1. Sample size used for the test set and the data provenance:

   • Sample Size: Not explicitly stated in the provided summary. The document mentions "Comparative testing described in the protocol included in this submission," but doesn't detail the sample sizes for comparison studies.
   • Data Provenance: Not explicitly stated. For in-vitro diagnostic devices, testing typically involves human serum and plasma samples, likely collected in a clinical laboratory setting.
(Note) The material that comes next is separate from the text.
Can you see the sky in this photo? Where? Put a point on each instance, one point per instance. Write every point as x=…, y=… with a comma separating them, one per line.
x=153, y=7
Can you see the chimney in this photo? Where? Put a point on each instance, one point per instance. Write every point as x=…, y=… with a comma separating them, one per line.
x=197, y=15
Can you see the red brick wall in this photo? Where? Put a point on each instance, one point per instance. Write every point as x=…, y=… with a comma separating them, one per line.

Whether it was retrospective or prospective is not mentioned, but validation studies for IVDs often involve prospective sample collection or the use of archived samples.

2. Number of experts used to establish the ground truth for the test set and the qualifications of those experts:

   • Not applicable as this is an in-vitro diagnostic test. Ground truth for such devices is established by the analytical performance against a reference method or validated calibrators, not by expert consensus in the way image analysis or clinical diagnosis might be.

3. Adjudication method for the test set:

   • Not applicable for an in-vitro diagnostic test. Results are quantitative measurements against established analytical standards.

4. If a multi-reader multi-case (MRMC) comparative effectiveness study was done, If so, what was the effect size of how much human readers improve with AI vs without AI assistance:

   • No. This is an in-vitro diagnostic device (reagent cartridge for laboratory analysis), not an AI-assisted diagnostic imaging or clinical decision support tool that involves "human readers."

5. If a standalone (i.e. algorithm only without human-in-the-loop performance) was done:

   • Yes, this is an inherent aspect of an in-vitro diagnostic device. The "algorithm" here is the chemical assay and instrument processing. The performance reported (e.g., accuracy, precision) is the standalone performance of the device without human interpretation of the primary data, beyond standard laboratory quality control and result reporting.

6. The type of ground truth used (expert consensus, pathology, outcomes data, etc.):

   • For in-vitro diagnostic devices, the "ground truth" for analytical performance studies is typically established by:
     • Reference Methods: Highly accurate and precise methods (e.g., gas chromatography-mass spectrometry for drugs, isotope dilution mass spectrometry for certain analytes) considered the gold standard.
     • Validated Calibrators/Controls: Materials with known, assigned values traceable to reference standards.
     • Clinical Diagnosis/Patient Outcome: For clinical utility, but analytical performance uses the above.
   • The document implies that the ground truth for comparison was the established performance of the legally marketed predicate devices, which would have been validated against such reference methods or standards.

7. The sample size for the training set:

   • Not explicitly stated. For reagent development, a "training set" in the context of machine learning isn't directly applicable. Instead, reagent formulations are optimized through R&D, and their performance is characterized using various samples (e.g., quality control materials, patient samples) during that development phase. The "study" described here is for validation, not training or development.

8. How the ground truth for the training set was established:

   • As noted above, a "training set" linked to a ground truth in the machine learning sense isn't directly relevant here. However, the development of the original reagents (predicate devices) would have involved extensive analytical characterization against reference methods and clinical samples to establish their performance specifications and clinical utility. The current submission leverages the established ground truth of these existing reagents.